TEMPO.CO, Jakarta - Nilai tukar rupiah sepekan terakhir menunjukkan penguatan dan berhasil lengser dari posisi 15.000 per dolar AS. Kemarin, kurs tengah Jakarta Interbank Spot Dollar Rate (JISDOR) ditutup di level 14.651 per dolar AS.
Baca: Rupiah Menguat, Tiga Faktor Ini Diduga Jadi Alasannya
Deputi Gubernur Bank Indonesia Dody Budi Waluyo berujar perkasanya rupiah utamanya dipicu oleh beberapa faktor eksternal. Salah satunya sehubungan dengan rencana pertemuan Presiden AS Donald Trump dan Presiden Cina Xi Jinping akhir November nanti. “Pembicaraan terkait kebijakan perdagangan itu diprediksi hasilnya positif,” ujar Dody, kepada Tempo, Kamis 8 November 2018.
Angin baik lain datang dari hasil pemilihan umum (pemilu) sela AS, yang menunjukkan keberhasilan Partai Demokrat memenangkan kembali mayoritas kursi di Kongres (House of Representative). “Ini meningkatkan prospek terjadinya political gridlock yang dapat menghambat berbagai agenda yang tidak market friendly,” ucapnya.
Sentimen domestik pun tak kalah kuat, yaitu dari pengaruh indikator makro ekonomi yang dinilai cukup kuat dan berdaya tahan.
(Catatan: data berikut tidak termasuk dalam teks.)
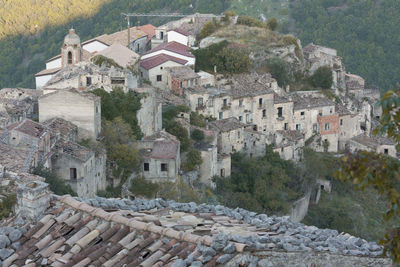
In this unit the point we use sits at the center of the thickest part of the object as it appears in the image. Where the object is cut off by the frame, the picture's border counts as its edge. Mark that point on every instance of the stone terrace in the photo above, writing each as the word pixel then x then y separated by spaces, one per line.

Dody menjelaskan di antaranya adalah pertumbuhan ekonomi triwulan III sebesar 5,17 persen, inflasi Oktober yang terjaga rendah di 3,16 persen, dan pertumbuhan kredit September membaik sebesar 12,69 persen.
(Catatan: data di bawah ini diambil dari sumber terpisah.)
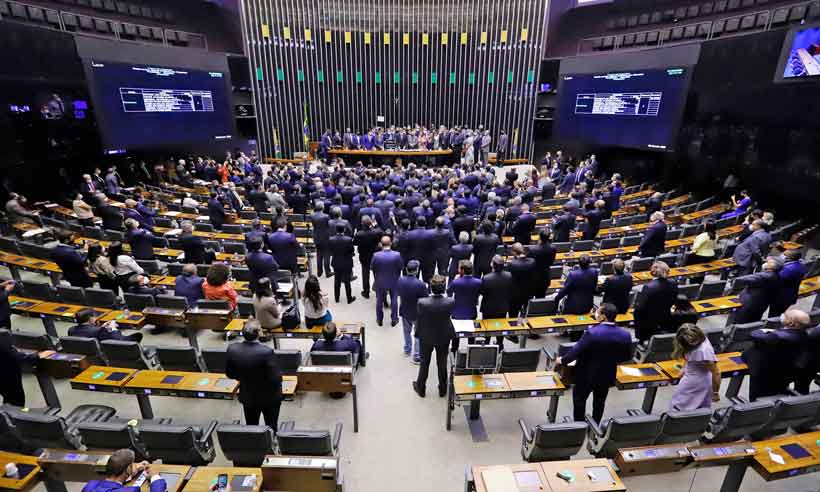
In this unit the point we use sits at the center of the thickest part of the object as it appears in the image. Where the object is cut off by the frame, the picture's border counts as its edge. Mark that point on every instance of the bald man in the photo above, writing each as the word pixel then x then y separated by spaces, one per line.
pixel 773 357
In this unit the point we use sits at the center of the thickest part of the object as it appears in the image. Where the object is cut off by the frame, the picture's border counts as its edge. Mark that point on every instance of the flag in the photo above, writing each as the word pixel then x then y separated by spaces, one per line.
pixel 306 130
pixel 277 151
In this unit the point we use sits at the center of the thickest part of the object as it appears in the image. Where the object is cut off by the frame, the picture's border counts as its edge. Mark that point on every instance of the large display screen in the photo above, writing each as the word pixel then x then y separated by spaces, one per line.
pixel 155 106
pixel 636 108
pixel 800 58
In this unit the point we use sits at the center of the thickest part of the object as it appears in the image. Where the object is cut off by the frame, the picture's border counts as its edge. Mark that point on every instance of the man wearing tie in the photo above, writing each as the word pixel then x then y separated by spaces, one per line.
pixel 597 355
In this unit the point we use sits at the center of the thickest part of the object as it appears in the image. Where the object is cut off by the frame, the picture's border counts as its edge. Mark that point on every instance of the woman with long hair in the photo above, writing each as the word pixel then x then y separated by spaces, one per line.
pixel 700 384
pixel 315 303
Belum lagi, posisi cadangan devisa Indonesia yang sejak awal tahun trennya terus merosot, untuk pertama kali pada Oktober lalu kembali meningkat di posisi US$ 115,16 miliar. “Ketika kondisi eksternal beranjak kondusif, investasi pun kembali mengalir masuk,” katanya.